Въехав на четвёртый день пути на холм, путники увидели город, тёмно-зелёной полосой раскинувшейся по берегу реки Карачан. Вдали явственно виднелся огромный купол мечети Азрет-Султана.
Глава четвёртая
Вызволение
Туркестан, расположенный на пересечении караванных путей из Самарканда, Бухары и Хивы, один из самых древних городов Средней Азии. Первые сведения о нём появились ещё в VI веке нашей эры. В XII веке здесь жил поэт и мыслитель Ходжа Ахмед Ясави. В 63 года, в возрасте пророка Мухаммеда, он заточил себя в келью до конца своих дней, ибо считал, что никто не может быть выше пророка Мухаммеда и, соответственно, он, как человек преданный учению ислама, не может больше видеть солнце. После смерти был канонизирован как национальный святой всех тюркских народов, населяющих Центральную Азию. По приказу Тамерлана в 1396—1398 годах рядом с мавзолеем Ясави построили мечеть, которая приобрела широкую известность в мусульманском мире как религиозный центр Азрет Султан — под этим именем Ясави был известен в народе.

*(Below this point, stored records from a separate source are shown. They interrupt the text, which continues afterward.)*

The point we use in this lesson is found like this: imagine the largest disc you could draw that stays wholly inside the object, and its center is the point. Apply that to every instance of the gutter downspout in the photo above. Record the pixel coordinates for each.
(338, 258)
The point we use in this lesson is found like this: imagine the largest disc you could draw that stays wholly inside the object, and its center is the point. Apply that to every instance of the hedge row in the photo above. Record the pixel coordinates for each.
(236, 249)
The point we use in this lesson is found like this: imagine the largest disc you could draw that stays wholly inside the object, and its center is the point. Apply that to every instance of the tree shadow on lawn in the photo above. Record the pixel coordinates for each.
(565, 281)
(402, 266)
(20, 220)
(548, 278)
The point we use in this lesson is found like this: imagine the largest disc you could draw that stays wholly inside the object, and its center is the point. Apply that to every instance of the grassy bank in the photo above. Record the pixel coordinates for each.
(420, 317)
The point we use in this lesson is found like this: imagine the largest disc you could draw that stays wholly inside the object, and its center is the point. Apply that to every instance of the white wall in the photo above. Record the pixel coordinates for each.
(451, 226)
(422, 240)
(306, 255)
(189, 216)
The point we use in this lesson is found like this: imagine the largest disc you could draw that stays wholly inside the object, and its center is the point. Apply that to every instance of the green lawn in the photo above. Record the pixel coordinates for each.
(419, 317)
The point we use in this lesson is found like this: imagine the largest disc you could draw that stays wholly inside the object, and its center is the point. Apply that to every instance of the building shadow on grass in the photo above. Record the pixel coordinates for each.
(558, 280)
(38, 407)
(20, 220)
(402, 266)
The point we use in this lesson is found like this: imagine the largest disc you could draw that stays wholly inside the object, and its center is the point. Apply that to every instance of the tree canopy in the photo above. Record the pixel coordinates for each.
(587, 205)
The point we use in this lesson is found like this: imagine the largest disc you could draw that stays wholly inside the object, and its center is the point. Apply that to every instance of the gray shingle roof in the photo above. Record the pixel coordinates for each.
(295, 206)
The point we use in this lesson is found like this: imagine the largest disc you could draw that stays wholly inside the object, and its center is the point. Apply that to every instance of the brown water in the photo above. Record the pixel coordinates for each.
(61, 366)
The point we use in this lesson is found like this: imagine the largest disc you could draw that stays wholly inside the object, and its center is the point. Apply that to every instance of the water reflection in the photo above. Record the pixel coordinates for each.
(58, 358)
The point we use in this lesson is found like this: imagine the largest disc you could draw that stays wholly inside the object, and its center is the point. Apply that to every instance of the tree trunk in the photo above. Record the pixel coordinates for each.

Отмечу, что первое подробное описание этого памятника было сделано именно Северцовым.
Ко времени появления в Туркестане Николая Алексеевича, значение города для Шёлкового пути уже было утрачено, однако десятки караванов всё еще продолжали свой ежедневный неспешный круговорот. Тысячи паломников со всего света стекались сюда, чтобы причаститься к святому месту.